Friday, June 27, 2008

Medical Emergency

(photos pending reliable internet)
The waiting spaces of Clinic Days at the Baptist Medical Centre are dark, hot and loud. People begin cramming into benches at 6am; by 6:30 when the lorries arrive carrying the sick and their relatives, the benches are filled, and the floor is running out of space. People go through the check-in process with any number of ailments, from the minor to the dire—and often the more serious it is, the farther away they have come from. Most rural communities lack orthodox health facilities of any kind, but the majority have herbalists, traditional healers and birth attendants who can deliver babies and effectively treat malaria, some snake bites, fevers, and even minor cholera without leaving the community. Those who must leave have almost invariably been treated insufficiently or inappropriately, and are weaker, sicker, and in more danger than they were before.

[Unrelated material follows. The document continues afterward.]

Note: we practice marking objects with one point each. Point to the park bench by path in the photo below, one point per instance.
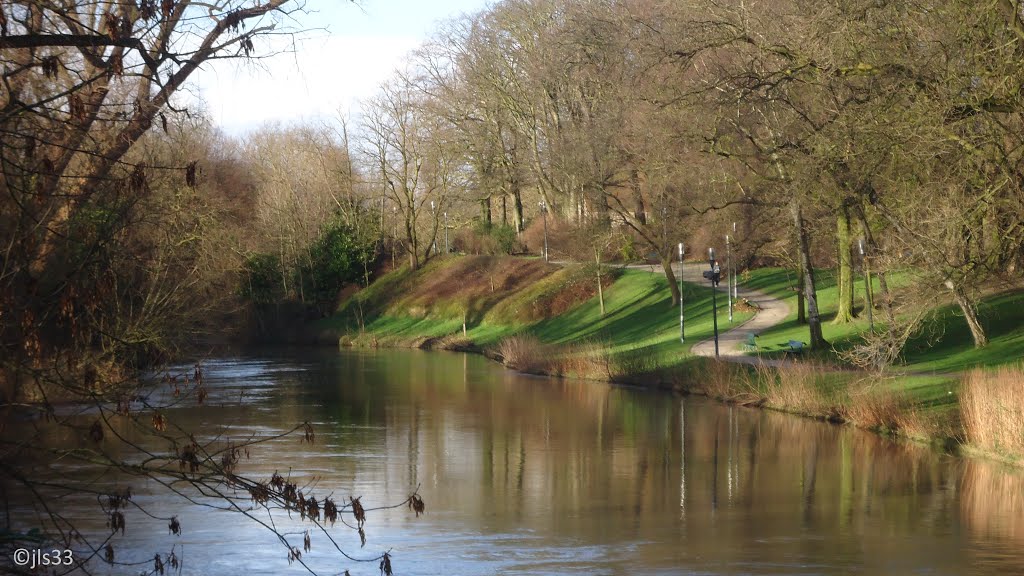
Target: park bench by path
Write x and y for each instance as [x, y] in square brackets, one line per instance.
[751, 344]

The doctors of the BMC tell me of the “fracture specialists” that treat in many communities, including Nalerigu, by twisting, turning and massaging of the broken limb. For every time this method is successful, they say, they have to perform two amputations of gangrenous, poisonous, deadwood limbs. The rainy season tends to complicate things; severe cases of malaria, pneumonia, typhoid and cholera become a daily challenge at the hospital, and fractures, black cobra bites, and accidents become commonplace as people work their farms.

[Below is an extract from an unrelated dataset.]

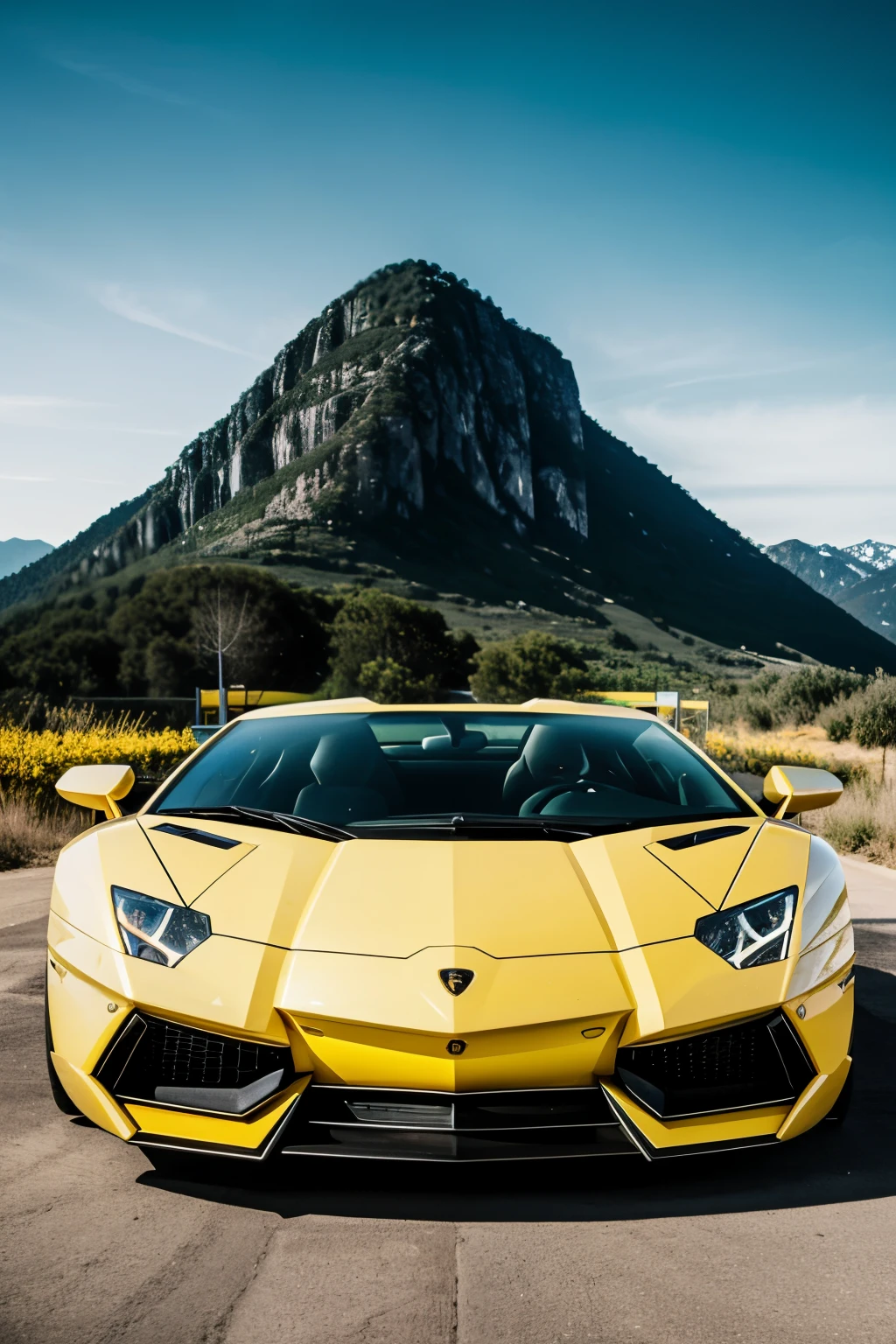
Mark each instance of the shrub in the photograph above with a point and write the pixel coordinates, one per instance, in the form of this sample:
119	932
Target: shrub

Wards are filled with the smells of sanitation fighting the odours of road dust and human sweat, as the relatives and friends of those admitted visit daily, regardless of the distance traveled to do so. There is no fee to visit, but the meals, bed, care, blood transfusions, consultations and medications come at a price. A bad bout of malaria in one member can cause a family incredible stress—it becomes the choice between risking the loss of a family member, and risking the whole family's starvation after food is sold to pay medical bills. Nevertheless, the line at the pharmacists' counter never seems to thin. In Ghana, there is a medicine for everything, parceled out in old collection envelopes from American Baptist churches.

The small sun shelter of the Nutrition Centre is always bursting with mothers cradling children suffering from “kwashiorkor”, the grotesquely bloated stomach and frail body of television famine victims severely malnourished during their most crucial developmental years. Healthier children, wrapped in a sea of IV tubes and watching Ghanaian children's television with broad smiles on their TZ-coated faces, are often there too. It is the worst now, during the rainy season—it has been a whole year since the last harvest and the flood that destroyed farms and homes, and under normal conditions some of the villages that send their sick to the BMC may not have had a stable food supply in 9 months, forget a supply that is nutritionally balanced. Despite this, the Nutrition Centre is one of the more pleasant, relaxed sections of the hospital. It is one of the few places that deliver much-needed medical assistance that is relatively risk-free.

Despite the lateness of the day, and the line of almost 300 before me, I am ushered to the front, given immediate consultation, blood smears and tests, and sat to wait as my relatively minor case is rushed to the forefront. I ask the American and Swedish doctors serving me to place me at the end of the line—and am answered with ominous honesty that there is no “end of the line”. Those sweating and suffering around me for hours before I even entered the grounds do not so much as raise an eyebrow in indignation.
White privilege strikes again; I am heart-heavy for the rest of the day.